[DB-SIG] DB API 3.0 strawman
Eric Bianchi
eric@nekhem.com
Tue, 7 Aug 2001 12:18:42 +0300
> Stuart Bishop wrote:
> >
> > Here is an update to the DB API update I posted to this
> > list a few weeks ago. It has moved its focus away from
> > being a wrapper for 1.0 and 2.0 compliant drivers,
> > and more into a new DB API standard (although this wrapper
> > functionality is still there).
So basically, what is in the DB API 3.0 and what is in the sql.py ?
Do the developers keep the old DB API 2.0 Specifications or must we develop this API in our drivers ?
Who is gonna write sql.py ? How can we help to write this wrapper ?
> > I'm after feedback, particularly if this is the direction to
> > head and if it should proceed to an official PEP.
> >
> > PEP: TBA
> > Title: DB API 3.0
> > Version: $Revision: 1.9 $
> > Author: zen@shangri-la.dropbear.id.au (Stuart Bishop)
> > Discussions-To: db-sig@python.org
> > Status: strawman
> > Type: Standards Track
> > Requires: 234,248,249, Date PEP
> > Created: 18-May-2001
> > Post-History: Never
> >
> > Abstract
> >
> > Python has had a solid Database API for SQL databases since 1996 [1].

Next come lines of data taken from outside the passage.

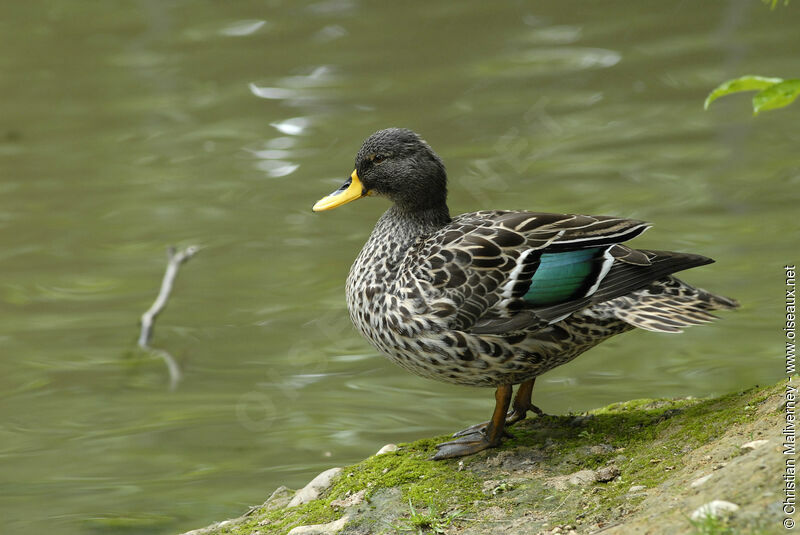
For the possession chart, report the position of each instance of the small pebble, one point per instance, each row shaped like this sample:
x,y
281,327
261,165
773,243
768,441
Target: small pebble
x,y
700,480
606,474
315,487
387,448
715,509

> > This revision introduces iterator support and attempts to fix
> > known issues with the interface. This version provides a module
> > to be integrated into the core Python distribution, which provides
> > the interface to 3rd party RDBMS drivers. This module can use
> > DB API 1.0 and 2.0 compliant modules as the drivers, although it
> > it expected that these drivers will be updated to support this
> > API more fully.
> >
> > Copyright
> >
> > This document has been placed in the public domain, except for
> > those sections attributed to other sources.
> >
> > Specification
> >
> > Use of this wrapper requires a DB API v2.0 compliant driver to
> > be installed in sys.path. The wrapper may support DB API v1.0
> > drivers (to be determined).
> >
> > Module Interface (sql.py)
> >
> > connect(driver,dsn,user,password,host,database)
> >
> > driver -- The name of the DB API compliant driver module.

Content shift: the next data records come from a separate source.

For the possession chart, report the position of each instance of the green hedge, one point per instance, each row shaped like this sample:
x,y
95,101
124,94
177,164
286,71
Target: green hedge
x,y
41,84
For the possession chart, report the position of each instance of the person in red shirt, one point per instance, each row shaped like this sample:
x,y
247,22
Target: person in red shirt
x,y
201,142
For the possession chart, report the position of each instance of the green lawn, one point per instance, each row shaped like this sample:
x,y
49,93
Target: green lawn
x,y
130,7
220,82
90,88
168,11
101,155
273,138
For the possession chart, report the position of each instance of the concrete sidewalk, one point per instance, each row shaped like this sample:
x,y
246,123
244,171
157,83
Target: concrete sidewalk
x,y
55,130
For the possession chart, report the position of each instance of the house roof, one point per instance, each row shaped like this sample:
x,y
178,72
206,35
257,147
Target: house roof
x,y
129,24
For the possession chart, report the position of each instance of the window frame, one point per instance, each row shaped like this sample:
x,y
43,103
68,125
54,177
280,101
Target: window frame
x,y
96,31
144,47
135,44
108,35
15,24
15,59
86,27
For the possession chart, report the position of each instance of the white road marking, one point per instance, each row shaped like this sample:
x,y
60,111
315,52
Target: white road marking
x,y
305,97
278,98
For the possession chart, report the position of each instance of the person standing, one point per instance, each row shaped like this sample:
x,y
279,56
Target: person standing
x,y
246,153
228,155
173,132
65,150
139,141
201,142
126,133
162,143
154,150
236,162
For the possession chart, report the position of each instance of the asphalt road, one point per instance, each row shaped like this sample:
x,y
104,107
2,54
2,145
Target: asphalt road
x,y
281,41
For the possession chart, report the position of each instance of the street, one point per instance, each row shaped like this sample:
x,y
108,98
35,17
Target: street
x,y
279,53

> > dsn -- Datasource Name
> > user -- username (optional)
> > password - password (optional)
> > host -- hostname or network address (optional)
> > database -- database name (optional)
> >
> > Returns a Connection object. This will be a wrapper object
> > for DB API 1.0 or DB API 2.0 compliant drivers. DB API 3.0
> > compliant drivers will have a Connection instance returned
> > unmodified.
> >
> > Does the connect function need to accept arbitrary keyword
> > arguments?
Well, I thought as a wrapper, we should use a connection string like the one specified in JDBC which is "standard".

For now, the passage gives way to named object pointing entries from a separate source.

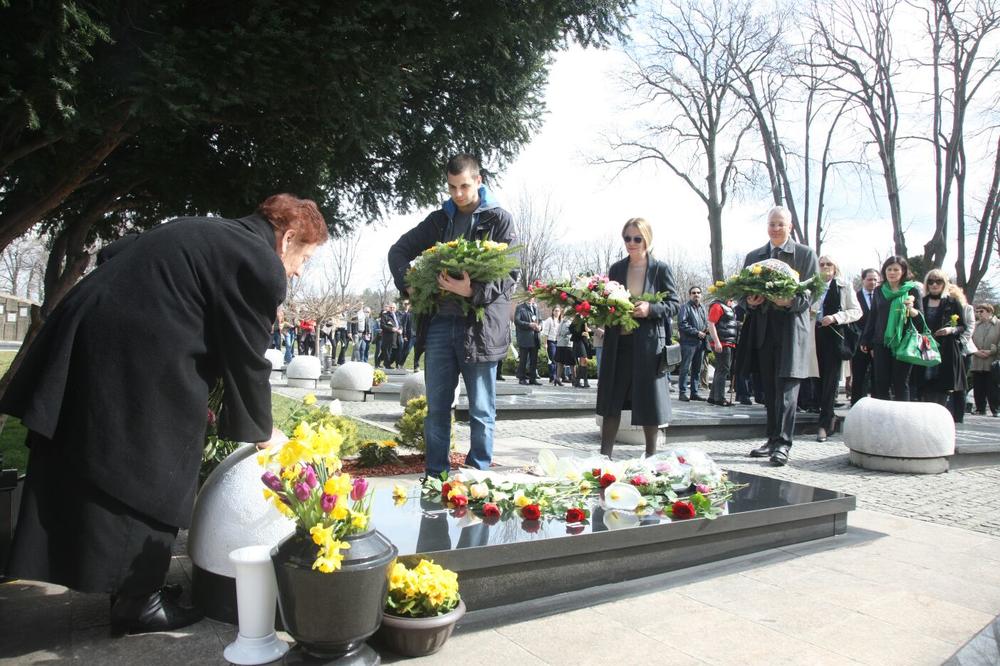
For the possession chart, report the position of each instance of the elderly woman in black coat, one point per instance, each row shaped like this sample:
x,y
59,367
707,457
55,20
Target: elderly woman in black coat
x,y
944,312
629,365
114,393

Something like c = connect(driver,url) where url =
"dbapi://name:surname@host:port/dbname"
this connect function would be part of sql.py
> > Exceptions (unchanged from DB API 2.0)
> >
> > Exceptions thrown need to be subclasses of
> > those defined in the sql module, to allow calling code
> > to catch them without knowning which driver module
> > they were thrown from. This is particularly of use
> > for code that is connecting to multiple databases
> > using different drivers.
> > Connection Object
> >
> > close()
> > commit()
> > cursor()
> >
> > As per DB API 2.0.
> >
> > rollback(savepoint=None)
> >
> > Rollback the current transaction entirely, or to the given
> > savepoint if a savepoint is passed. The savepoint object
> > must have been returned by the savepoint method during the
> > current tranaction.
> >
> > The rollback method will raise a NotSupportedError exception
> > if the driver doesn't support transactions.
>
> I don't think that the concept of a savepoint is widely supported.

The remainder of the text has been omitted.